The scatter plot indicates that operations are generally well optimized, with genset travel distance and utilization hours closely aligned, apart from the single outlier noted earlier.
# Boxplot with rotated x-axis labels
boxplot(gensetDF$jumlah_jam_perkhidmatan ~ gensetDF$negeri,
data = gensetDF,
col = "lightblue",
main = "Boxplot of negeri vs. jumlah_jam_perkhidmatan",
xlab = "Category", ylab = "Numeric Value",
xaxt = "n") # suppress default x-axis labels
# Add rotated labels at 45 degrees
axis_positions <- 1:length(levels(gensetDF$negeri))
text(x = axis_positions,
y = par("usr")[3] - 0.05 * diff(par("usr")[3:4]), # place below axis
labels = levels(gensetDF$negeri),
srt = 45, adj = 1, xpd = TRUE, cex = 0.8)
# Boxplot with rotated x-axis labels
boxplot(gensetDF$jumlah_jam_perkhidmatan ~ gensetDF$jenis_kerja,
data = gensetDF,
col = "lightblue",
main = "Boxplot of jenis_kerja vs. jumlah_jam_perkhidmatan",
xlab = "Category", ylab = "Numeric Value",
xaxt = "n") # suppress default x-axis labels
# Add rotated labels at 45 degrees
axis_positions <- 1:length(levels(gensetDF$jenis_kerja))
text(x = axis_positions,
y = par("usr")[3] - 0.05 * diff(par("usr")[3:4]), # place below axis
labels = levels(gensetDF$jenis_kerja),
srt = 45, adj = 1, xpd = TRUE, cex = 0.8)
# Boxplot with rotated x-axis labels
boxplot(gensetDF$jumlah_jam_perkhidmatan ~ gensetDF$request_kapasiti,
data = gensetDF,
col = "lightblue",
main = "Boxplot of request_kapasiti vs. jumlah_jam_perkhidmatan",
xlab = "Category", ylab = "Numeric Value",
xaxt = "n") # suppress default x-axis labels
# Add rotated labels at 45 degrees
axis_positions <- 1:length(levels(gensetDF$request_kapasiti))
text(x = axis_positions,
y = par("usr")[3] - 0.05 * diff(par("usr")[3:4]), # place below axis
labels = levels(gensetDF$request_kapasiti),
srt = 45, adj = 1, xpd = TRUE, cex = 0.8)
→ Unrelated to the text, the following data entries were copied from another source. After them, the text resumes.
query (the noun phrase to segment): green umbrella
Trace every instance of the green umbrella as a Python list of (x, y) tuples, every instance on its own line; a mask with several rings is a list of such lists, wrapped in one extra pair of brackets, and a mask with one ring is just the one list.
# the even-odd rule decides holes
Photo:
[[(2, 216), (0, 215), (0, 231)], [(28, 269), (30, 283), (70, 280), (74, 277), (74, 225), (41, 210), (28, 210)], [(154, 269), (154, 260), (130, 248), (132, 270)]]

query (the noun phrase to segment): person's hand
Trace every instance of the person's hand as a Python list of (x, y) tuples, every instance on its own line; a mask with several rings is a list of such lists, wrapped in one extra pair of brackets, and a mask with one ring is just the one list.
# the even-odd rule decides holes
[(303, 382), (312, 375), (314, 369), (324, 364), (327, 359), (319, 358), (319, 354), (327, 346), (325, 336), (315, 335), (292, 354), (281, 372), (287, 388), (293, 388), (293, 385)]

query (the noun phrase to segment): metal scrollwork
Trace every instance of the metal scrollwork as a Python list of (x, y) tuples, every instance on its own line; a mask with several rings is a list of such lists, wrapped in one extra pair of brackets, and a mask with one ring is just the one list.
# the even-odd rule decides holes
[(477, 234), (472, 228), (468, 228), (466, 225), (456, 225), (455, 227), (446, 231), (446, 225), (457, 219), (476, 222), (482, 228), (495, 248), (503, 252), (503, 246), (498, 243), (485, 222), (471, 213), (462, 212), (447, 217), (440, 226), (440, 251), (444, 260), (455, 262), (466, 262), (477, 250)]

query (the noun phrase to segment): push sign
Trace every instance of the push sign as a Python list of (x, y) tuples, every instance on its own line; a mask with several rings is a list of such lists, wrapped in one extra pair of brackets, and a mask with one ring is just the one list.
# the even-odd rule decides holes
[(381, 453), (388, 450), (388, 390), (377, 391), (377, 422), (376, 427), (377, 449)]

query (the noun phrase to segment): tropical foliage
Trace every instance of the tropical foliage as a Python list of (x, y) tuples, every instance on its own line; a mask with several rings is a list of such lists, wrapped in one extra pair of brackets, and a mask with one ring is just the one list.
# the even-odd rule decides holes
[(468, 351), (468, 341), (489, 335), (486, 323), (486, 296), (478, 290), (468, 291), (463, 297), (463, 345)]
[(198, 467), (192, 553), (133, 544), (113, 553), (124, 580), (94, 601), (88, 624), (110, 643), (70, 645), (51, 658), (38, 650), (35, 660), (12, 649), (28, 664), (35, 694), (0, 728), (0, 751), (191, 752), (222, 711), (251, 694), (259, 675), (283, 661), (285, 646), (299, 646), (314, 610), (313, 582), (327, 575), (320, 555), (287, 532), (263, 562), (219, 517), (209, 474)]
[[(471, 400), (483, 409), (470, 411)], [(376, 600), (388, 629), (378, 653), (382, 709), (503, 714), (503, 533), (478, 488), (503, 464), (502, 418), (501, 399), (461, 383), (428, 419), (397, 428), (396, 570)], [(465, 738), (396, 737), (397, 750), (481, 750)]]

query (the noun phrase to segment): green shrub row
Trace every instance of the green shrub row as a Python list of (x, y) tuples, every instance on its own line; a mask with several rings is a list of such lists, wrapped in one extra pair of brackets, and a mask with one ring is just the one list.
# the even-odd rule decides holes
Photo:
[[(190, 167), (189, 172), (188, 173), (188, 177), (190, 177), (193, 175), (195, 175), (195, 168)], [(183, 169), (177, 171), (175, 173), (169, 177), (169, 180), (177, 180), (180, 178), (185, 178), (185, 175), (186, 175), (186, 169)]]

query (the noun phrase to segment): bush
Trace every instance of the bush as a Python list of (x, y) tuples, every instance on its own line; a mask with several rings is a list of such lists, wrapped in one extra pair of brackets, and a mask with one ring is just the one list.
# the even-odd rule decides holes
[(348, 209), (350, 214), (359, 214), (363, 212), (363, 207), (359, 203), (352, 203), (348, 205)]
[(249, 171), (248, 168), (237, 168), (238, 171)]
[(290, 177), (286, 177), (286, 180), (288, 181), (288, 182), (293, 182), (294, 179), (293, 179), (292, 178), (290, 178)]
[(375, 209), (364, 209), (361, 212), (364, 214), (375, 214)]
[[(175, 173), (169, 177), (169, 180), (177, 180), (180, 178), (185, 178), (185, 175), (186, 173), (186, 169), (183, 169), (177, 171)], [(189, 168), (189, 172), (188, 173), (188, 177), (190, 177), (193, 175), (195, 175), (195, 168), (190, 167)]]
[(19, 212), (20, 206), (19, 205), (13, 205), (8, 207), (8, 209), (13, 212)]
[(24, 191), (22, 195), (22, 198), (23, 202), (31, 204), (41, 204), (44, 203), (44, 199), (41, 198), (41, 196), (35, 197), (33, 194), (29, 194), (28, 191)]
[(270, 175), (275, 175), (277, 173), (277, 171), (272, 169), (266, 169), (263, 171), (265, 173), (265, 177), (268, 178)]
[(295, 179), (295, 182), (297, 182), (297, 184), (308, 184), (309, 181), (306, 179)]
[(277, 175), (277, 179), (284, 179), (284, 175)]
# Boxplot with rotated x-axis labels
boxplot(gensetDF$total_mileage_km ~ gensetDF$request_kapasiti,
data = gensetDF,
col = "lightblue",
main = "Boxplot of request_kapasiti vs. total_mileage_km",
xlab = "Category", ylab = "Numeric Value",
xaxt = "n") # suppress default x-axis labels
# Add rotated labels at 45 degrees
axis_positions <- 1:length(levels(gensetDF$request_kapasiti))
text(x = axis_positions,
y = par("usr")[3] - 0.05 * diff(par("usr")[3:4]), # place below axis
labels = levels(gensetDF$request_kapasiti),
srt = 45, adj = 1, xpd = TRUE, cex = 0.8)
Mean genset service hours are higher in Pahang, Pulau Pinang, and
Selangor, indicating longer usage, while greater variation is observed
in Kedah, Kelantan, Pahang, and Pulau Pinang, reflecting higher
variability. For jenis_kerja, standby cases record the highest mean,
showing that many gensets are dispatched solely for standby. Utilization
hours across all genset capacities are evenly distributed.
# count table
counts <- table(gensetDF$negeri, gensetDF$request_kapasiti)
# Draw stacked bar chart
bp <- barplot(counts,
main = "Stacked Bar Chart: request_kapasiti vs negeri",
xlab = "request kapasiti", ylab = "Count",
col = rainbow(nrow(counts)),
las = 2)
# Add legend on the left side
legend("left",
legend = rownames(counts),
fill = rainbow(nrow(counts)),
inset = c(-0.15, 0), # nudge leftward
xpd = TRUE, # allow drawing outside plot
cex = 0.8)
# count table
counts <- table(gensetDF$jenis_kerja, gensetDF$request_kapasiti)
# Draw stacked bar chart
bp <- barplot(counts,
main = "Stacked Bar Chart: request_kapasiti vs jenis_kerja",
xlab = "request kapasiti", ylab = "Count",
col = rainbow(nrow(counts)),
las = 2)
# Add legend on the left side
legend("left",
legend = rownames(counts),
fill = rainbow(nrow(counts)),
inset = c(-0.15, 0), # nudge leftward
xpd = TRUE, # allow drawing outside plot
cex = 0.8)
The stacked bar charts reveal that requests for 1000 kWh gensets are
highest in industrialized, densely populated states. Across all genset
capacities, shutdown and breakdown cases dominate the requests.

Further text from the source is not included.